Real camera footage is subject to noise, motion blur (MB) and depth of field (DoF). In some applications these might be considered distortions to be removed, but in others it is important to model them because it would be ineffective, or interfere with an aesthetic choice, to simply remove them. In augmented reality applications where virtual content is composed into a live video feed, we can model noise, MB and DoF to make the virtual content visually consistent with the video. Existing methods for this typically suffer two main limitations. First, they require a camera calibration step to relate a known calibration target to the specific cameras response. Second, existing work require methods that can be (differentiably) tuned to the calibration, such as slow and specialized neural networks. We propose a method which estimates parameters for noise, MB and DoF instantly, which allows using off-the-shelf real-time simulation methods from e.g., a game engine in compositing augmented content. Our main idea is to unlock both features by showing how to use modern computer vision methods that can remove noise, MB and DoF from the video stream, essentially providing self-calibration. This allows to auto-tune any black-box real-time noise+MB+DoF method to deliver fast and high-fidelity augmentation consistency.

Figures (16)

• Figure 1: Overview of our approach, comprising of a training part (top half) and a test or deployment phase (bottom half). Training starts with the input image $I$I at the top left that is fed into off-the-shelf depth and flow extractors, as well as off-the-shelf methods to remove noise, MB and DoF. These off-the-shelf processes are denoted as (black arrows). Next, the image difference between a re-synthesis of noise, MB and DoF is computed and compared to the input image (orange arrows). This error is minimized by back-propagating to the noise, MB and DoF parameters (blue arrows). This forms a model that knows the noise profile, how to blur for which depth or which motion (top right). At test time, we know flow and depth of a virtual RGB image, and hence can synthesize noise, MB and DoF (pink arrows) using off-the-shelf and fast methods, before composing a final image with consistency superior to no noise, MB and DoF.

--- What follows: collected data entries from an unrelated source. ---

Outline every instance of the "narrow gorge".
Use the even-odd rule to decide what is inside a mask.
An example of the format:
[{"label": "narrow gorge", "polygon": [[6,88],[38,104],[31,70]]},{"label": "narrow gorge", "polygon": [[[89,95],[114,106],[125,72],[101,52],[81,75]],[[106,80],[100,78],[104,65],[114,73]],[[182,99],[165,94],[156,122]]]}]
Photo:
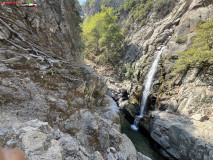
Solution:
[{"label": "narrow gorge", "polygon": [[213,160],[212,0],[10,2],[0,160]]},{"label": "narrow gorge", "polygon": [[87,0],[82,18],[100,13],[101,5],[113,8],[125,39],[115,65],[86,60],[105,78],[107,95],[133,129],[161,146],[165,159],[213,159],[213,2]]}]

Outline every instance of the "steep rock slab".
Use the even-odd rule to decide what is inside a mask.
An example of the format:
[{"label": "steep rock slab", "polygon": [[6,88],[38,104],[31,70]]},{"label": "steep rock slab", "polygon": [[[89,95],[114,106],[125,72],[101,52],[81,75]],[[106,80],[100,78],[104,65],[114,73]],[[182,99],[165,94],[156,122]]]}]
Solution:
[{"label": "steep rock slab", "polygon": [[187,120],[166,112],[153,112],[152,138],[177,159],[210,160],[213,152],[212,119]]}]

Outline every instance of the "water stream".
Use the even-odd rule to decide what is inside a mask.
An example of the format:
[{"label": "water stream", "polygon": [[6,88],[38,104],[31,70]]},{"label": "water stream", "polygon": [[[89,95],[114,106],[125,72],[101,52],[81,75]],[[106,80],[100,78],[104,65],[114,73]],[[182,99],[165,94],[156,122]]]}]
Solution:
[{"label": "water stream", "polygon": [[160,61],[160,58],[161,58],[161,54],[163,52],[163,50],[165,49],[166,47],[162,47],[160,51],[158,51],[158,54],[155,58],[155,60],[153,61],[152,63],[152,66],[146,76],[146,79],[145,79],[145,83],[144,83],[144,90],[143,90],[143,93],[142,93],[142,99],[141,99],[141,104],[140,104],[140,115],[138,116],[138,118],[135,118],[134,120],[134,124],[131,125],[131,128],[133,130],[138,130],[138,124],[139,124],[139,120],[144,116],[144,111],[145,111],[145,107],[146,107],[146,104],[147,104],[147,99],[148,99],[148,96],[150,94],[150,91],[152,89],[152,81],[153,81],[153,78],[155,76],[155,73],[157,72],[157,68],[158,68],[158,63]]}]

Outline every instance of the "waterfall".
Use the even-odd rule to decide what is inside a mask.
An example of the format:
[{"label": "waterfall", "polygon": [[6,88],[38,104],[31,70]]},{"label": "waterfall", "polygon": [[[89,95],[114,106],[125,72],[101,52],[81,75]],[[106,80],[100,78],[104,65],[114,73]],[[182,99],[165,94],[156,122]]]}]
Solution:
[{"label": "waterfall", "polygon": [[[162,47],[160,51],[158,51],[158,54],[154,60],[154,62],[152,63],[152,66],[146,76],[146,79],[145,79],[145,83],[144,83],[144,90],[143,90],[143,97],[142,97],[142,100],[141,100],[141,105],[140,105],[140,115],[138,116],[138,118],[142,118],[144,116],[144,110],[145,110],[145,107],[146,107],[146,103],[147,103],[147,99],[148,99],[148,96],[150,94],[150,91],[151,91],[151,88],[152,88],[152,81],[153,81],[153,78],[155,76],[155,73],[157,71],[157,68],[158,68],[158,63],[160,61],[160,57],[161,57],[161,54],[163,52],[163,50],[165,49],[166,47]],[[135,119],[134,121],[134,125],[131,125],[132,129],[134,130],[138,130],[138,124],[139,124],[139,120]]]},{"label": "waterfall", "polygon": [[137,130],[139,129],[139,120],[137,120],[137,119],[135,118],[134,124],[131,125],[131,128],[132,128],[133,130],[137,131]]}]

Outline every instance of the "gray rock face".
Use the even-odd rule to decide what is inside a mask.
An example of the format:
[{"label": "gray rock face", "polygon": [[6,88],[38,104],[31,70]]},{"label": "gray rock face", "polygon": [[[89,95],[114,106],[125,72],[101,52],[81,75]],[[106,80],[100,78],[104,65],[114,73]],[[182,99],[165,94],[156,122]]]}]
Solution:
[{"label": "gray rock face", "polygon": [[[7,134],[10,133],[10,136],[3,134],[5,131]],[[29,160],[62,160],[70,156],[88,159],[89,156],[76,139],[52,129],[48,123],[39,120],[20,123],[15,127],[2,129],[0,132],[2,133],[1,142],[5,146],[11,147],[8,142],[14,141],[13,147],[22,149]],[[59,133],[60,135],[56,138],[55,134]]]},{"label": "gray rock face", "polygon": [[32,10],[1,10],[1,145],[29,160],[136,160],[103,78],[84,66],[76,1],[36,2]]},{"label": "gray rock face", "polygon": [[150,160],[140,153],[136,154],[132,142],[125,135],[116,131],[113,136],[119,137],[121,141],[117,142],[116,149],[109,147],[102,156],[99,151],[90,154],[79,140],[51,128],[47,122],[32,120],[0,130],[0,140],[4,147],[23,150],[29,160],[103,160],[103,157],[106,160]]},{"label": "gray rock face", "polygon": [[189,121],[165,112],[153,112],[152,116],[152,138],[175,158],[211,159],[212,119],[207,122]]},{"label": "gray rock face", "polygon": [[[191,46],[198,23],[205,22],[213,16],[213,2],[180,0],[165,17],[156,18],[155,14],[150,13],[149,20],[144,25],[138,22],[131,23],[126,34],[129,47],[121,59],[121,66],[128,62],[132,64],[134,73],[129,81],[131,87],[125,88],[125,81],[117,86],[127,89],[130,99],[138,99],[135,93],[141,93],[142,82],[159,46],[166,45],[167,49],[162,54],[162,62],[152,91],[152,96],[157,99],[152,107],[166,112],[156,113],[151,119],[147,116],[141,124],[147,130],[150,129],[153,139],[177,159],[210,160],[213,148],[212,64],[200,69],[192,68],[175,77],[170,73],[173,71],[177,53]],[[128,21],[128,17],[127,22],[131,22]],[[180,37],[186,37],[182,44],[176,43]],[[164,82],[161,82],[162,80]],[[110,87],[111,90],[116,90],[113,81]],[[112,96],[116,97],[114,94]],[[129,105],[130,101],[123,103],[118,98],[118,102],[125,106],[128,115],[135,115],[134,111],[137,108]],[[144,124],[144,121],[148,124]]]},{"label": "gray rock face", "polygon": [[[25,0],[21,0],[21,2],[28,3]],[[14,21],[15,24],[12,26],[15,32],[21,33],[28,42],[36,44],[37,49],[48,55],[55,55],[70,60],[76,65],[82,65],[84,63],[83,54],[77,47],[80,44],[78,27],[80,17],[75,9],[75,0],[34,2],[39,7],[35,7],[33,10],[11,5],[2,7],[5,18],[14,13],[10,18],[19,20]],[[0,27],[0,39],[8,39],[10,34],[5,27]],[[20,43],[18,39],[13,42]]]}]

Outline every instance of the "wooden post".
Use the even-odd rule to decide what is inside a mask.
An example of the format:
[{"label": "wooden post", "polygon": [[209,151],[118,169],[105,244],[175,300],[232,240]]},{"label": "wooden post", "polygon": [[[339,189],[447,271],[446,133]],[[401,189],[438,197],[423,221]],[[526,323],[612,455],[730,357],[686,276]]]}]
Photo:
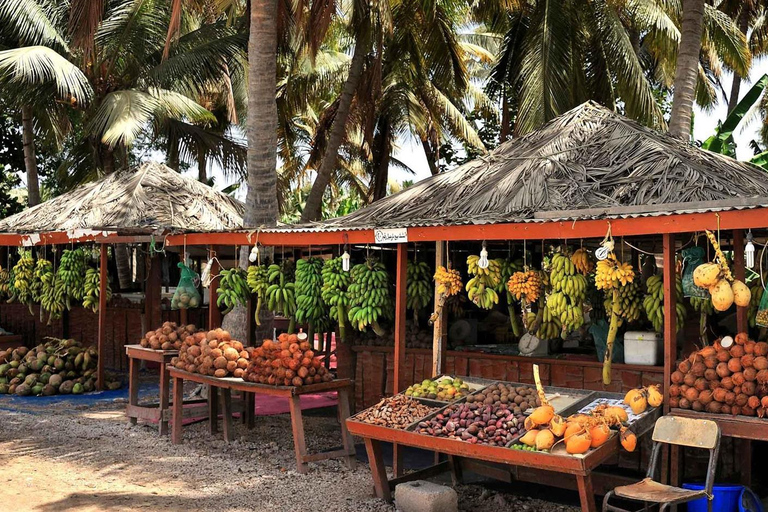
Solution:
[{"label": "wooden post", "polygon": [[405,358],[405,292],[408,244],[397,245],[397,270],[395,274],[395,382],[394,394],[400,392],[400,379]]},{"label": "wooden post", "polygon": [[149,277],[144,289],[144,317],[147,319],[147,330],[157,329],[163,320],[163,266],[159,256],[149,259]]},{"label": "wooden post", "polygon": [[[441,265],[445,265],[446,260],[445,242],[435,242],[435,270]],[[440,299],[437,293],[437,284],[435,284],[435,307]],[[441,310],[437,315],[432,332],[432,377],[437,377],[443,372],[445,367],[445,331],[446,331],[445,313]]]},{"label": "wooden post", "polygon": [[[744,282],[746,276],[746,267],[744,261],[744,231],[741,229],[733,230],[733,274],[736,279]],[[747,310],[749,308],[736,307],[736,331],[747,332]]]},{"label": "wooden post", "polygon": [[[183,264],[185,264],[185,265],[187,264],[187,251],[185,250],[185,248],[181,249],[181,252],[179,253],[179,258],[181,258],[181,262]],[[187,309],[186,308],[183,308],[183,309],[179,310],[179,323],[181,325],[187,325],[189,323],[189,321],[188,321],[188,314],[187,314]]]},{"label": "wooden post", "polygon": [[104,361],[106,352],[104,350],[107,340],[107,244],[101,244],[101,254],[99,258],[99,326],[98,326],[98,351],[99,358],[96,365],[96,389],[104,389]]},{"label": "wooden post", "polygon": [[[675,235],[666,233],[662,235],[663,246],[663,265],[664,276],[664,414],[669,412],[669,385],[672,372],[675,369],[675,359],[677,358],[677,311],[675,309],[675,292],[677,290],[675,275]],[[661,478],[666,482],[669,478],[669,449],[665,449],[662,454]],[[672,464],[677,461],[673,460]]]},{"label": "wooden post", "polygon": [[[216,256],[216,246],[215,245],[209,245],[208,246],[208,259],[214,258]],[[218,276],[219,275],[219,260],[213,260],[211,261],[211,276]],[[216,329],[217,327],[221,327],[221,311],[219,311],[219,306],[216,304],[216,300],[218,298],[218,289],[219,289],[219,281],[218,277],[216,279],[213,279],[211,281],[211,287],[208,289],[208,297],[209,297],[209,304],[208,304],[208,330]]]}]

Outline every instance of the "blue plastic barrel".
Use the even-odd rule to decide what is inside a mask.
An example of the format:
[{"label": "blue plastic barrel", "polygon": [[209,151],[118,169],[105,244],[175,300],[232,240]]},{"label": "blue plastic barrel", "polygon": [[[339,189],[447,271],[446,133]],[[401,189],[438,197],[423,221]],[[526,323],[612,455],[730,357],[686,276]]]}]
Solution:
[{"label": "blue plastic barrel", "polygon": [[[702,484],[683,484],[683,489],[700,491]],[[739,512],[739,497],[744,490],[742,485],[717,485],[712,487],[712,512]],[[688,512],[707,512],[707,499],[701,498],[688,502]]]}]

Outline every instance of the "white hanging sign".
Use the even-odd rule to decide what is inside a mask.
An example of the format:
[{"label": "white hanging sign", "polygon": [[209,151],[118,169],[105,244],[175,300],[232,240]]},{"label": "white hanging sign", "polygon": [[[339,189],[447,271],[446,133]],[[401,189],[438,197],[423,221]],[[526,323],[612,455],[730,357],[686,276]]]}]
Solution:
[{"label": "white hanging sign", "polygon": [[408,241],[408,229],[374,229],[373,239],[377,244],[402,244]]}]

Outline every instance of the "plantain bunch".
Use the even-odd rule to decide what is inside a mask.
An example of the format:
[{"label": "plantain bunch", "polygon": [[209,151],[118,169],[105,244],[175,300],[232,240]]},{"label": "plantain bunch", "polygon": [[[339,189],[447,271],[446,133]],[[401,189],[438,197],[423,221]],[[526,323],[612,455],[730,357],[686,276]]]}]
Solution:
[{"label": "plantain bunch", "polygon": [[[661,274],[654,274],[645,281],[646,294],[643,298],[643,309],[645,310],[645,316],[653,324],[653,328],[656,332],[664,331],[664,278]],[[712,306],[712,301],[709,298],[706,302]],[[702,301],[700,307],[706,308],[704,301]],[[683,322],[685,317],[688,316],[685,310],[685,304],[683,303],[683,281],[680,276],[677,276],[675,280],[675,311],[677,313],[677,330],[683,328]]]},{"label": "plantain bunch", "polygon": [[405,305],[414,315],[432,300],[432,271],[424,261],[409,262],[406,271]]},{"label": "plantain bunch", "polygon": [[11,287],[12,296],[8,302],[21,302],[23,304],[32,304],[32,283],[35,279],[35,260],[32,258],[32,251],[19,249],[19,261],[13,266],[13,286]]},{"label": "plantain bunch", "polygon": [[261,325],[259,312],[261,306],[267,300],[267,288],[269,288],[269,270],[266,265],[251,265],[248,267],[248,277],[246,279],[251,292],[256,295],[256,312],[254,320],[256,325]]},{"label": "plantain bunch", "polygon": [[[107,281],[107,301],[112,298],[112,288]],[[101,275],[98,269],[93,267],[85,271],[85,293],[83,294],[83,307],[94,313],[99,312],[99,296],[101,295]]]},{"label": "plantain bunch", "polygon": [[629,263],[622,263],[616,255],[610,253],[604,260],[597,262],[595,286],[598,290],[612,290],[631,283],[635,279],[635,271]]},{"label": "plantain bunch", "polygon": [[301,259],[296,262],[296,321],[308,323],[312,328],[315,322],[326,314],[322,274],[321,258]]},{"label": "plantain bunch", "polygon": [[72,300],[80,302],[85,292],[85,252],[82,248],[66,249],[61,253],[61,262],[56,277],[64,287],[67,309],[72,309]]},{"label": "plantain bunch", "polygon": [[273,263],[267,267],[269,287],[266,291],[267,307],[270,311],[280,312],[290,320],[288,331],[293,332],[296,313],[295,284],[293,283],[294,266],[290,260],[283,260],[279,265]]},{"label": "plantain bunch", "polygon": [[251,289],[248,287],[248,273],[240,267],[222,270],[220,274],[216,305],[219,309],[223,308],[221,314],[226,315],[238,304],[248,304]]},{"label": "plantain bunch", "polygon": [[338,322],[341,339],[346,339],[347,316],[349,308],[349,285],[352,284],[352,276],[344,272],[341,258],[326,260],[322,270],[323,287],[321,290],[323,301],[330,306],[330,317]]},{"label": "plantain bunch", "polygon": [[35,272],[34,277],[32,279],[32,285],[31,285],[31,292],[32,292],[32,301],[36,303],[40,303],[40,299],[43,296],[43,281],[42,277],[45,274],[53,273],[53,263],[50,261],[40,258],[35,263]]},{"label": "plantain bunch", "polygon": [[383,264],[373,259],[352,267],[352,284],[349,285],[349,321],[358,331],[369,325],[379,336],[384,330],[379,317],[386,316],[392,301],[389,296],[389,275]]}]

• Figure 2: Testing correctness of our approach by estimating camera parameters for different conditions. The first three columns are three different input images. In each column, this input is subject to increasingly strong distortion. The distortion is MB with falling balls in the first row (varying exposure), noise in the second row (varying exposure), and DoF in the third row (varying focus distance). Now, the last three columns are results of our algorithm, adding the right distortion, at the right extent to the same virtual content augmenting the input. We see that the virtual object looks different for different levels of distortion. We also see that the level of distortion is consistent with the input when composed. Please see the supplemental PDF for a discussion on the parameters recovered and the supplemental video to see the distortions in motion.
• Figure 3: Applying our method to augment very similar scenes with the same virtual objects captured with entirely different cameras. We show original input images (top) for each augmented image (bottom). We see that, while distortions differ, our methods consistently transfers them all with plausible settings to the virtual object. Note that the scene framing differs, as the aspect and optics of these cameras differ. Also note that the difference in color reproduction (radiometric calibration) are -- besides the chromatic variance of the noise-- not the aim of this work.
• Figure 4: Results of our Identification and our Consistency study on the top and bottom, respectively.
• Figure 5: Recovered parameters using Optimization and FullPipeline on the top and bottom, respectively for MB (left) and DoF (right). For MB ground truth parameters are shown in blue and recovered parameters are shown in orange. For DoF ground truth models $G(Z)$ are shown with solid lines and recovered models $\hat{G}(Z)$ are shown with dotted lines. The colors denote different models of DoF. We observe good correlation between ground truth and recovered parameters in both experiments.